Le NPRM ouvre une période de consultation publique, qui devrait durer de 30 à 90 jours selon l'avis publié au Federal Register. Les acteurs du secteur, les équipes juridiques et les universitaires devraient peser lourdement sur les définitions des termes « jeu » et « impliquer », ainsi que sur les facteurs d'intérêt public que la Commission appliquera.

D'autres mesures réglementaires découlant du projet de règlement préliminaire (Advance NPRM) plus large de mars 2026 sur les marchés de prédiction sont également attendues. Une fois le cadre finalisé, les bourses enregistrées le testeront par le biais de nouveaux dépôts de contrats.

Washington entend resserrer les mailles du filet

Pour les défenseurs du libre marché, cependant, la préoccupation la plus profonde n’est pas de savoir si la CFTC a mis en place un processus d’examen plus transparent, mais si les régulateurs fédéraux devraient décider quels contrats volontaires méritent d’être admis sur les marchés réglementés. On peut faire valoir que toute restriction imposée aux contrats sur événements limite la liberté d'échange, réduit les possibilités de découverte des prix et substitue un jugement bureaucratique aux décisions collectives d'acheteurs et de vendeurs consentants.

Selon eux, les marchés fonctionnent mieux lorsque ce sont les participants, et non les régulateurs, qui déterminent quels risques, probabilités et résultats méritent d’être tarifés. Ce débat ne risque pas de disparaître alors que les marchés de prédiction continuent de se développer. Si la proposition de juin 2026 offre une plus grande clarté que les efforts précédents, elle laisse néanmoins au gouvernement le soin de tracer les limites des marchés d’information autorisés.

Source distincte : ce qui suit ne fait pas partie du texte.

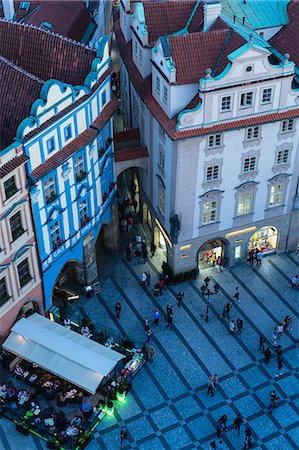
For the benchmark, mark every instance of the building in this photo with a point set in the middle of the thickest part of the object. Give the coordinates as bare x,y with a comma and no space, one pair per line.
214,93
20,280
60,111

Les partisans de la réglementation y voient une surveillance prudente ; les opposants à une réglementation étouffante y voient une conception du marché dictée par l'État qui pousse l'activité vers des places offshore et des alternatives décentralisées. À mesure que les marchés de prédiction réglementés arriveront à maturité, la tension entre la supervision financière et le libre choix du marché restera au cœur du débat.